– Андрей, – сказал он жестко, – если ты не перестанешь ерничать, я ничего больше не скажу. Мне Октябринович и так до конца жизни не простит, если узнает, что я тебе рассказал.
Я понял, что переигрываю. Заставить Сашу улыбнуться или даже рассмеяться легко. Он это делает с удовольствием, но заставить его что-либо рассказать личное почти невозможно. За все время пребывания в их компании, я, кроме кратких недостоверных анкетных данных, ничего про него не узнал. Я стал серьезным, и Саша начал свою историю.

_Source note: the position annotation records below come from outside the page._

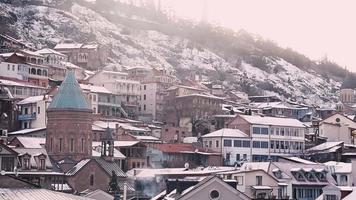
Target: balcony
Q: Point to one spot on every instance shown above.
(27, 117)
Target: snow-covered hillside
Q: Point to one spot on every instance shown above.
(45, 26)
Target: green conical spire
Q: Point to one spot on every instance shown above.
(70, 95)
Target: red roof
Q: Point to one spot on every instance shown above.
(182, 148)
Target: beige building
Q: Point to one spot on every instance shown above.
(338, 128)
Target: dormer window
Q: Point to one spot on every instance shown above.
(310, 176)
(277, 173)
(321, 176)
(298, 174)
(26, 163)
(42, 164)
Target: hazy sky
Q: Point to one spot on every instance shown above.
(313, 27)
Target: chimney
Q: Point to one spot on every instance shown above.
(179, 187)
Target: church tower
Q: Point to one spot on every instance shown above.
(69, 131)
(107, 145)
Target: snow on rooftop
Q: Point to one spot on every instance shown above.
(49, 51)
(145, 137)
(299, 160)
(95, 89)
(226, 132)
(325, 146)
(274, 121)
(68, 46)
(33, 99)
(201, 95)
(25, 131)
(339, 167)
(32, 142)
(18, 83)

Раньше, когда он только-только переехал в леса, у Аркадия Октябриновича была красивая теория, что все, что нас окружает можно использовать, если не для еды, то для чего-нибудь еще. И для этого не надо специальных знаний надо почувствовать и попробовать. Необходимые знания уже есть внутри нас, потому что мы, грибы, растения и прочее части единого целого. Он пытал древних местных старух на предмет лекарственных свойств тех или иных растений, но они называли их местные названия, и иногда, показывали ему засушенные листья или цветки. Ты по заварке, не пытался определить, как выглядит чайный куст? В общем, сам представляешь, порошок из листьев – это далеко не гербарий. Поэтому он запоминал запахи, и искал потом живые растения по запаху.
Еще у него был старинный травник, ты его видел, с описанием всех чудодейственных свойств растений, включая, я так думаю, и волшебных. Что там правда, а что нет – не знаю. Он никому не дает его смотреть. Но знаю точно, по его признанию, что в нем нет никаких рисунков, за исключением цветков папоротника и прочей хиромантии. Кстати, есть ли там что-либо про грибы, я тоже сомневаюсь. Короче говоря, Октябринович не признавал научный подход, а познавал природу «эмпирическим» путем. Это его слова. Надо сказать Октябринович быстро прогрессировал.
Все шло хорошо, он перепробовал почти все грибы и растения в округе. И как-то он добыл редкий гриб. Почему-то мне кажется что-то типа трутовика, но возможно я ошибаюсь. И затеял варево. Я ему говорю: «Давай сначала карасей отварим, а уж потом будешь варить свою отраву». А он, нет, говорит, сейчас почистим кишечник грибочком, а уж потом и ушицу сварим. Я чистить что-либо наотрез отказался, занялся своими делами и просмотрел начало действия. Гляжу только, метнулся дед в кусты. Залп и белая капитанская кепка Октябриныча взлетела над кустами, второй – и над кустами вылетает кепка с головой, третий – Октябринович чуть ли не целиком с голой задницей подлетает над кустами. Я сначала не понял, зачем он там вдоль кустов прыгает как лягушка, да еще с такой несвойственной резвостью. Потом понял, Октябринович превратился в ракету! Его так перло с грибов, что с каждым очередным выбросом отбрасывало от земли. Слава богу, что мне не пришлось его ловить – он неудачно приземлился на руки и превратился, если не в пушку, то в крупнокалиберный пулемет. Палил очередью, не переставая, по молодым березкам. Я тогда сильно испугался: думал от него вообще ничего не останется… Ну, или вылезет из кустов бородатый гном. Хорошо еще, что было уже тепло, Октябриныч уполз в реку и потом пищал оттуда: «Саня, дай мне мыльный корень, дай мне мыльный корень». Не признавал мыло. Теперь признает.
Потом он исчез, и не было его несколько дней. Вернулся с огромной книгой «Определитель растений Средней полосы». Думаю, что спер у ботаников в заповеднике.
– Саш, не мог он спереть, – возмутился я, – он же старый коммунист.
– После такого сможешь, – уверил Саша. – Да и как ты себе представляешь иначе: пришел человек к плотникам и попросил – ребята, дайте, пожалуйста, молоток, очень надо? А они – а как же мы? А вы?! А вы по памяти гвозди забивайте. Да и с чего ты решил, что коммунисты не воровали. Конкретно деньги, конечно, не брали как нынешние демороссы, потому как голимая уголовщина, а вот машину дров или мясо из спецраспределителя за пять копеек кило – запросто. Так что стырить молоток у плотников – это типичная совковая привычка.
– Папа с работы ножовку принес, – вспомнил я детский стишок.
– Во! – подтвердил Саша. – С тех пор у Аркадия Октябриновича только научный подход – пять тычинок три пестика, листья обоюдоострые – сходится? Тогда едим. Поэтому теперь не отравит. Да и сам он перестал пробовать на зуб все подряд. По-моему, он теперь смерти боится. Раньше он как ее себе представлял? Обнимется с березкой и уснет вечным сном. Лет через двадцать найдут его красивый благородный скелет, выбеленный дождем и снегом, рядом рога верной Зинки, и решат, что он неандерталец. А через понос никому ведь умирать не охота.